Emblematic! Greece gives Johnnie Cats a ‘stamp’ of approval

Opa, break open the ouzo, and dance the sirtaki to the twang of a bouzouki!

He may not be a Greek god, but billionaire grocer and Brooklyn Technical High School alum John Catsimatidis was the toast of the town when the International Foundation for Greece immortalized the local on a commemorative stamp, celebrating the entrepreneurial spirit of the bus boy’s son who turned captain of industry.

It was a fitting birthday gift for the man who has everything and who turned 68 on Sept. 7.

Catsimatidis — the Gristedes and Red Apple Group owner whose Brooklyn real estate developments include a 95-unit building in Fort Greene and several parcels of land in Coney Island — hesitated at first to schlep 5,000 miles to the ancestral home he left behind as an infant to attend a lavish ceremony in Athens, until memories of his ancestors kicked in.

“I thought of my father and mother and grandparents, and how they would be so proud,” he said.

Catsimatidis, whose beaming mug graces the sepia tone emblem, cemented his stamp on his beloved Brooklyn in May when he bought the Boardwalk-adjacent former Federation Employment and Guidance Service building on Surf Avenue and W. 35th Street in Coney Island — 20 blocks from the booming Amusement District — for a cool $7.7 million, raising speculation about the construction of the blocks-long Ocean Dreams development he has planned nearby for years.
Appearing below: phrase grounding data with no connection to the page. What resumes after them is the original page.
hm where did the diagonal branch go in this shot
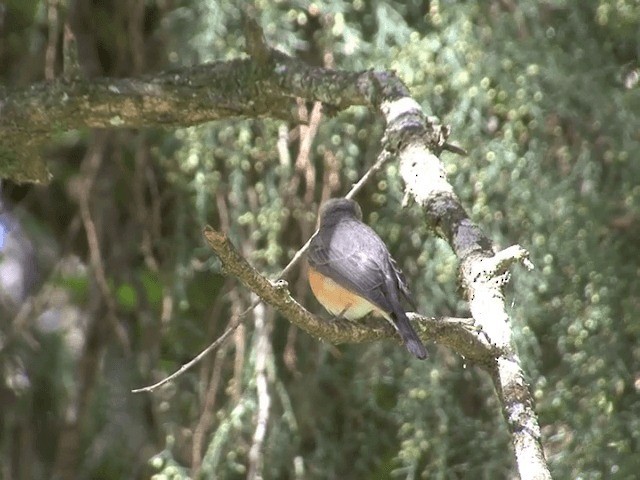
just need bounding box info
[203,226,492,365]
[377,94,548,480]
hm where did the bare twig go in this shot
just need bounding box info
[247,300,272,480]
[191,344,228,477]
[225,291,245,405]
[280,148,392,279]
[297,101,322,203]
[131,315,242,394]
[76,132,130,353]
[45,0,60,80]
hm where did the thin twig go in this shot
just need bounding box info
[131,315,242,393]
[45,0,60,81]
[78,133,130,353]
[247,300,272,480]
[229,287,247,403]
[280,148,392,278]
[132,143,393,393]
[191,344,227,477]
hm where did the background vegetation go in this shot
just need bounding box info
[0,0,638,478]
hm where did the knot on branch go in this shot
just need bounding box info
[272,279,289,291]
[421,116,467,156]
[466,245,531,286]
[462,245,533,306]
[424,115,449,142]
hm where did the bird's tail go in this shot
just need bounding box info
[391,308,428,360]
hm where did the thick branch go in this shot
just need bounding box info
[1,44,407,182]
[0,61,289,134]
[377,98,548,479]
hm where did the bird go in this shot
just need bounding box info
[307,197,428,359]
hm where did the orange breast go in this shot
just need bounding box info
[308,266,381,320]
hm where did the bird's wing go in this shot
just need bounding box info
[388,256,416,310]
[308,218,428,359]
[308,221,395,312]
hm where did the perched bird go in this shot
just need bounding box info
[307,198,428,359]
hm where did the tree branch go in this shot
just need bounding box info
[0,35,405,182]
[378,95,548,480]
[203,226,492,365]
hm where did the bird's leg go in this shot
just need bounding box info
[336,304,353,319]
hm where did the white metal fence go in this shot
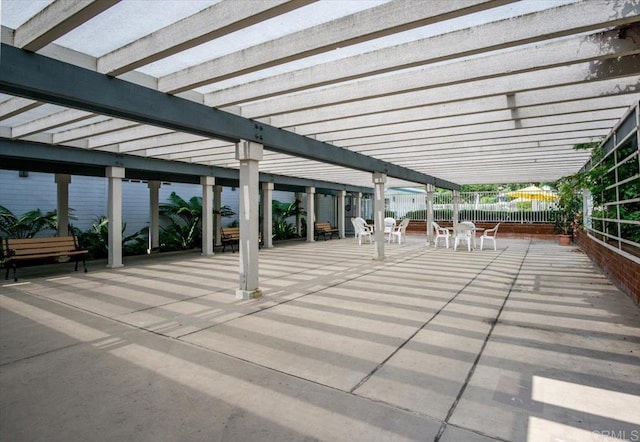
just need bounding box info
[385,190,558,223]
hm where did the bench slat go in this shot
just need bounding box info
[7,237,77,245]
[8,250,88,261]
[9,243,78,253]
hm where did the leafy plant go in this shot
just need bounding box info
[0,205,63,239]
[553,174,583,236]
[77,216,144,259]
[272,199,303,240]
[159,192,235,250]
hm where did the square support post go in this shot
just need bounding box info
[55,173,71,237]
[337,190,346,238]
[453,190,460,227]
[148,180,161,253]
[262,182,274,248]
[106,166,124,269]
[373,172,387,260]
[235,141,262,299]
[201,176,215,256]
[426,183,435,246]
[306,187,315,243]
[355,192,362,218]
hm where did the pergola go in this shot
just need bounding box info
[1,0,639,297]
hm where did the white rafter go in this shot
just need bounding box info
[158,0,516,93]
[1,0,639,186]
[14,0,120,51]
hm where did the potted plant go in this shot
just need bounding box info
[553,175,583,245]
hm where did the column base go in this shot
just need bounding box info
[235,288,263,300]
[106,264,124,269]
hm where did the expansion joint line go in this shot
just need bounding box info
[433,241,531,442]
[349,245,512,395]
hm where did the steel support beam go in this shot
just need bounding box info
[0,44,458,191]
[0,139,373,194]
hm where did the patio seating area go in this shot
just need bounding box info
[2,237,638,441]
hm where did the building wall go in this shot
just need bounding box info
[0,170,296,236]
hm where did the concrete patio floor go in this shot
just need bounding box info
[1,236,638,442]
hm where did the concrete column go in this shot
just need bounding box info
[453,190,460,227]
[295,192,302,237]
[373,172,387,260]
[262,182,274,248]
[235,141,262,299]
[306,187,315,243]
[148,180,161,253]
[214,185,222,247]
[106,166,124,268]
[426,183,435,246]
[355,192,362,218]
[55,173,71,237]
[201,176,215,256]
[337,190,346,238]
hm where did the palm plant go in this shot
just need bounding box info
[0,205,60,239]
[77,216,145,258]
[272,199,303,240]
[159,192,235,250]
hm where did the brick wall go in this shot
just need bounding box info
[574,229,640,304]
[407,221,556,238]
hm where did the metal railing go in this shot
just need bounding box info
[385,190,557,223]
[584,105,640,261]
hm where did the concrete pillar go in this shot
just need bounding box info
[337,190,346,238]
[106,166,124,269]
[235,141,262,299]
[306,187,315,243]
[262,182,274,248]
[55,173,71,237]
[355,192,362,218]
[426,183,435,246]
[148,180,161,253]
[295,192,302,237]
[453,190,460,227]
[373,172,387,260]
[201,176,215,256]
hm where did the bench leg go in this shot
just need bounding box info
[74,257,88,273]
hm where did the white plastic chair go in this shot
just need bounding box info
[480,223,500,251]
[432,221,451,248]
[390,218,410,244]
[354,217,373,233]
[460,221,477,248]
[384,217,396,242]
[351,217,373,245]
[453,222,473,251]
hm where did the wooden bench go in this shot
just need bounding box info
[220,227,262,253]
[314,222,340,240]
[2,236,88,282]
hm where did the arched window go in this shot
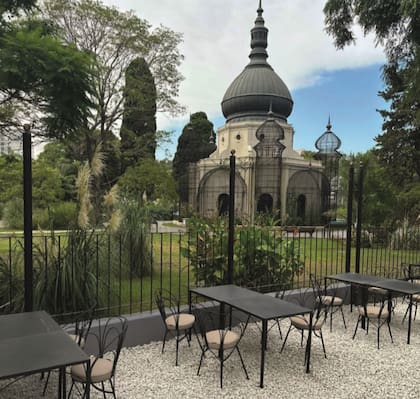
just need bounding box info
[218,193,229,216]
[297,194,306,219]
[257,194,273,214]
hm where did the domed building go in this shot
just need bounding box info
[188,1,332,225]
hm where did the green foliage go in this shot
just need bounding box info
[324,0,420,197]
[118,158,177,207]
[0,21,94,138]
[182,216,304,291]
[173,112,217,203]
[3,198,23,229]
[390,218,420,250]
[33,229,98,315]
[117,201,152,278]
[120,57,157,170]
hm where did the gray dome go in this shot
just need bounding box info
[221,2,293,122]
[222,65,293,122]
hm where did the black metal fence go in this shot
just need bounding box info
[0,224,419,319]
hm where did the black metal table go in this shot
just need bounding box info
[326,272,420,344]
[0,311,90,398]
[189,284,313,388]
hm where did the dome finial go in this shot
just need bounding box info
[249,0,269,65]
[326,115,332,131]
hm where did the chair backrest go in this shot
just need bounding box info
[193,302,248,354]
[89,316,128,377]
[155,289,180,322]
[309,274,336,322]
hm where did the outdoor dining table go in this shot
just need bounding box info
[0,310,90,398]
[189,284,313,388]
[326,272,420,344]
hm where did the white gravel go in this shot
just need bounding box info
[3,303,420,398]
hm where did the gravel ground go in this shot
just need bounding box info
[3,303,420,399]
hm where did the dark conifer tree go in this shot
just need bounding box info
[120,57,157,172]
[173,112,216,204]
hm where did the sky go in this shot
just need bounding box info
[104,0,387,159]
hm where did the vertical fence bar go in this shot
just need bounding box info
[345,163,354,273]
[227,150,236,284]
[23,124,33,312]
[355,163,364,274]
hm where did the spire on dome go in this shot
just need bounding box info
[249,0,269,66]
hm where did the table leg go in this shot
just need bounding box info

The self-made tycoon, whom the Hellenic Association of Brooklyn endorsed during his failed 2013 mayoral bid, also used his borough smarts to smooth over a conflict with a local councilwoman over his Fort Greene project.

“When we sat down and discussed solutions, we grew to be friends and realized that the development would improve housing and give jobs to locals, which was important to her,” he told Bisnow.com in July.

Catsimatidis began blazing business trails after dropping out of college to work in a grocery store — outraging his parents, who likely ate their words when their iconoclastic son amassed 10 stores by age 24.

“I worked hard and had a knack for doing things,” he told Resident.com when running for mayor.